C’était un jeudi après-midi. Je reçois un message de certains amis me proposant d’aller au cinéma pour regarder un tout nouveau film intitulé Un p’tit truc en plus et sorti le 1er mai dernier. Sans coup férir je suspends tout programme, j’accepte l’invitation, mû par la curiosité de découvrir ce p’tit truc en plus. Le film est une comédie mettant en scène un séjour de vacances pour quelques adultes porteurs d’un handicap mental.
Je crois que le 1er mérite du réalisateur Victor-Artus Solaro, c’est celui d’avoir osé : avoir osé produire un tel film, avoir osé mettre l’accent sur ce que les personnes porteuses de handicap peuvent avoir à transmettre et à proposer à une société qui les rejette, avoir osé placer le handicap au centre d’une société où la valeur de l’être humain se mesure (quasi) uniquement à l’aune de son efficience, de son efficacité voire de sa productivité économique : si tu n’es pas productif et si tu n’apportes rien à l’économie, alors, au mieux tu es mis en marge de la société ; au pire, tu te vois contester même le droit d’exister et de vivre comme si l’économie était une fin en soi : « l’économie et la finance n’existent pas pour elles-mêmes, elles ne sont qu’un outil, un moyen. Leur fin est uniquement la personne humaine et sa réalisation plénière dans la dignité. C’est là le seul capital qu’il convient de sauver » (Benoît XVI, Discours aux participants à la 45e réunion commune de la Banque de Développement du Conseil de l’Europe, Sala Clementina, 12 juin 2010).
Un autre mérite, c’est qu’il s’agit d’un film qui fait rire et sourire ! Rien d’étonnant pour une comédie ! Mais j’ai l’impression que tout en faisant rire et sourire, ce film pourrait aider à purifier et changer le regard que nous posons sur les personnes en situation de handicap. Au sortir de la salle de cinéma, un constat s’est imposé à moi : ces personnes humaines souvent stigmatisées comme ayant quelque petit truc en moins ont véritablement et incontestablement un p’tit truc en plus. Voir ce film a consolidé en moi quelques convictions :
La conviction que le contact avec les personnes fragiles peut être décapant ; ce contact peut faire peur parce que ces personnes nous livrent et nous délivrent un message sur nous-mêmes, sur ce qu’il y a de handicapé et de handicapant en nous. Les voir renvoie la plupart d’entre nous- de façon inconsciente parfois -, à ce que nous n’aurions jamais voulu être ou à ce que nous n’aurions jamais voulu avoir à vivre en famille ou dans notre rayon de relations intimes et très proches. Tout cela nous renvoie à nous-mêmes, à nos propres peurs, à nos imaginations etc.

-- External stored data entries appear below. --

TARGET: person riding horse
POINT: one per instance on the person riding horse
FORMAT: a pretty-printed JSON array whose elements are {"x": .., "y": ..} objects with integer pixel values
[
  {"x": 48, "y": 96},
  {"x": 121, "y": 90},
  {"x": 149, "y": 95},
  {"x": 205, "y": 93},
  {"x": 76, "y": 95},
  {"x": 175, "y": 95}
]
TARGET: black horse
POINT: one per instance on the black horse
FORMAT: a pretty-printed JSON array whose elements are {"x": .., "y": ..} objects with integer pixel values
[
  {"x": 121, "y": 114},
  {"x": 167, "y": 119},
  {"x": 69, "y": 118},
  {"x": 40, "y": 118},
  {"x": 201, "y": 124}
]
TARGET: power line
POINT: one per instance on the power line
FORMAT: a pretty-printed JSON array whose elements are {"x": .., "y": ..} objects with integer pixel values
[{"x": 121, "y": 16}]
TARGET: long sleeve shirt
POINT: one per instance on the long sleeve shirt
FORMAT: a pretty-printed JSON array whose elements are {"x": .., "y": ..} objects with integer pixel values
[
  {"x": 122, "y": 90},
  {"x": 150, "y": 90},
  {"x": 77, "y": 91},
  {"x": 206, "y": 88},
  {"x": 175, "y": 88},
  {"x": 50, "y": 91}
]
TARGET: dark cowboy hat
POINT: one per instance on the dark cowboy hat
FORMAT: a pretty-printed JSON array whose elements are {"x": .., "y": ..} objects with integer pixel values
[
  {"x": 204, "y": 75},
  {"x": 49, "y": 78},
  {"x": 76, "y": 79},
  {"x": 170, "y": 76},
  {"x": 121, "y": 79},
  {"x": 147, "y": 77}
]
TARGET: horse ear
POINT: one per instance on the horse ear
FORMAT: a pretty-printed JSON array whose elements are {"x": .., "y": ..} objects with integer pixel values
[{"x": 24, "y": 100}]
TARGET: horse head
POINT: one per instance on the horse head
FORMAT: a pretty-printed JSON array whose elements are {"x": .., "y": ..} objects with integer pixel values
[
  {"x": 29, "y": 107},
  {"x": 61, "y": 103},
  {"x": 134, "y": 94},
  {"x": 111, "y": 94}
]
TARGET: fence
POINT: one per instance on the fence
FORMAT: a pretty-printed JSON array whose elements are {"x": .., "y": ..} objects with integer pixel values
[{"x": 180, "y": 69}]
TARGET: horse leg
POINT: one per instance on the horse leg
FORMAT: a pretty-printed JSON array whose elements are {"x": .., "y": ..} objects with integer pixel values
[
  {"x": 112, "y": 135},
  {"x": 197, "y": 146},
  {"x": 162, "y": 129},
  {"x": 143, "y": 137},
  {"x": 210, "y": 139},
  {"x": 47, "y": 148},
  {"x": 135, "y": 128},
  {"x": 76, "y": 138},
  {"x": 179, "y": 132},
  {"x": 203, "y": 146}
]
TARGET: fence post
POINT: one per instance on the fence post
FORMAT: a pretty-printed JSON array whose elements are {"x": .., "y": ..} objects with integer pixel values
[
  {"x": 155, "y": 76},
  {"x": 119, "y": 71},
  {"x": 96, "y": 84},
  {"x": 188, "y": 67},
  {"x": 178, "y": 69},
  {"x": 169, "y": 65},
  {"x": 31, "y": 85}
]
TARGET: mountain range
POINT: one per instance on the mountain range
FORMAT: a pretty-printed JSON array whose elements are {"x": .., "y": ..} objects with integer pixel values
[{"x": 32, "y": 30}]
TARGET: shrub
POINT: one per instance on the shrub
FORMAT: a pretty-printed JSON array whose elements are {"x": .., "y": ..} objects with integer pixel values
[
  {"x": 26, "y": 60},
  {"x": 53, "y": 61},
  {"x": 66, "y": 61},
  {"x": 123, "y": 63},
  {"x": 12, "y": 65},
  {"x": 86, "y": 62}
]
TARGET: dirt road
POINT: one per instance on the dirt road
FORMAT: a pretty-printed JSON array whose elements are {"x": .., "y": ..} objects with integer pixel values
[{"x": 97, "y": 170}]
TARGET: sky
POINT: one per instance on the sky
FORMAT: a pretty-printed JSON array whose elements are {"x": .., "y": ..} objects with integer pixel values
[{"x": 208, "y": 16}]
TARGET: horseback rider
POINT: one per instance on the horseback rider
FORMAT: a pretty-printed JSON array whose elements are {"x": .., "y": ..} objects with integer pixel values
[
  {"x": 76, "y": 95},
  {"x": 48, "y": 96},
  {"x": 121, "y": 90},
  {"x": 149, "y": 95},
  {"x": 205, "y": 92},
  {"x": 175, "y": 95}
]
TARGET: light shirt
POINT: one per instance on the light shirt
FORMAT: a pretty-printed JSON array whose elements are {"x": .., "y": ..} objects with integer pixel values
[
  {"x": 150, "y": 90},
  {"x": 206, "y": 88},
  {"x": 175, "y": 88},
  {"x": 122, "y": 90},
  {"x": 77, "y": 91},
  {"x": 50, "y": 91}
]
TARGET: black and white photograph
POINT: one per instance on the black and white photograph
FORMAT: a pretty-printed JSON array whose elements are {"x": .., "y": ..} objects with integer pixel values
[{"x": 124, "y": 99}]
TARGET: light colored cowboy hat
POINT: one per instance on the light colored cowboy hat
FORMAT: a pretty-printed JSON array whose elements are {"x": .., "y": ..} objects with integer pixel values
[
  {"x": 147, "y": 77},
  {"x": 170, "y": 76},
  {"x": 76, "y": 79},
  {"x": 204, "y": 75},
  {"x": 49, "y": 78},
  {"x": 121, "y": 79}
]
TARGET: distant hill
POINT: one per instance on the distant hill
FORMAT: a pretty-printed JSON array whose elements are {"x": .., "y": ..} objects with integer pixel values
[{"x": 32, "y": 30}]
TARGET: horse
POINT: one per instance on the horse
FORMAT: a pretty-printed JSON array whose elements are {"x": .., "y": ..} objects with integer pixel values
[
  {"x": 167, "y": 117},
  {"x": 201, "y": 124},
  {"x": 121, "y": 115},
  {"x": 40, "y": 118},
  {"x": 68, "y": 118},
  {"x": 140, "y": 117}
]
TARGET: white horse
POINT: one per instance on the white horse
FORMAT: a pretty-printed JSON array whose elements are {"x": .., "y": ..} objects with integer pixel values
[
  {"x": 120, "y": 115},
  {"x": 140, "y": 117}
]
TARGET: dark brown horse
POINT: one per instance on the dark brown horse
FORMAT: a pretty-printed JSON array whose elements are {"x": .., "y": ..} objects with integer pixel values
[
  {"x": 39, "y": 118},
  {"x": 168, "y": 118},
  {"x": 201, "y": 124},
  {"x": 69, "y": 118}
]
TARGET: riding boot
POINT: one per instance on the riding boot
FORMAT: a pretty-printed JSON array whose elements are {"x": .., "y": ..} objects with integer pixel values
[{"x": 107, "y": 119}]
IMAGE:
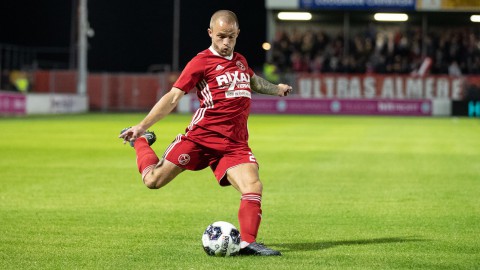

Une autre conviction est qu’il n’y a d’étrange et d’étranger que celui que nous ne connaissons pas. Dès lors que nous entrons vraiment en relation et que nous commençons à découvrir une personne, nos appréhensions peuvent commencer à tomber. Ce film dure 1h39. Force est de constater que, si l’on le regarde avec un esprit d’ouverture et disponibilité de cœur, certaines idées reçues et préconçues peuvent fondre comme neige au soleil. Tant mieux si Un p’tit truc en plus réussit à ébranler en nous la violence de certaines habitudes à l’endroit de ces êtres vulnérables comme celles d’utiliser une toilette ou un parking “reservé handicapé” avec l’excuse déjà entendue : « C’était juste pour quelques minutes ».
Une dernière conviction : les différences sont une ressource et une opportunité, elles ne constituent jamais a priori un danger. Être différent ne signifie pas être menaçant. Les personnes porteuses de handicap, par leur ‘’lenteur’’, leur rythme et leur naturel parfois déroutant, nous obligent à ralentir le pas (dans tous les sens de l’expression). Avec elles, la gestion de l’imprévu et de l’inattendu est garantie. On ne peut pas avoir l’objectif d’aller vite si l’on accepte de marcher avec un porteur de handicap. Il faudrait accepter une renonciation salutaire à soi-même, à sa propre vitesse et aller au rythme de l’autre.
Enfin dire Un p’tit truc en plus, c’est sous-entendre qu’il y a d’abord un truc en commun, un dénominateur commun avec tous les autres. En commun, il y a, en effet, avant et après tout, la dignité de l’homme : « la dignité ontologique (…) concerne la personne en tant que telle par le simple fait d’exister et d’être voulue, créée et aimée par Dieu. Cette dignité ne peut jamais être effacée et reste valable au-delà de toutes les circonstances dans lesquelles les individus peuvent se trouver. » (Dicastère pour la doctrine de la foi, Déclaration Dignitas infinita sur la dignité humaine, 2 avril 2024, n° 7).
Félicitations à tous les mouvements et associations qui se battent par amour au service de ces personnes fragiles. A défaut de changer toutes nos attitudes, que ce film nous insuffle une once de bonne humeur et nous rende disponibles pour un regard nouveau sur les porteurs de handicap.
Un petit hic tout de même : beaucoup de gros mots et de vulgarités sont présents dans ce film, autant je le conseille aux adultes, autant j’ignore si je le recommanderais aux plus jeunes et aux enfants.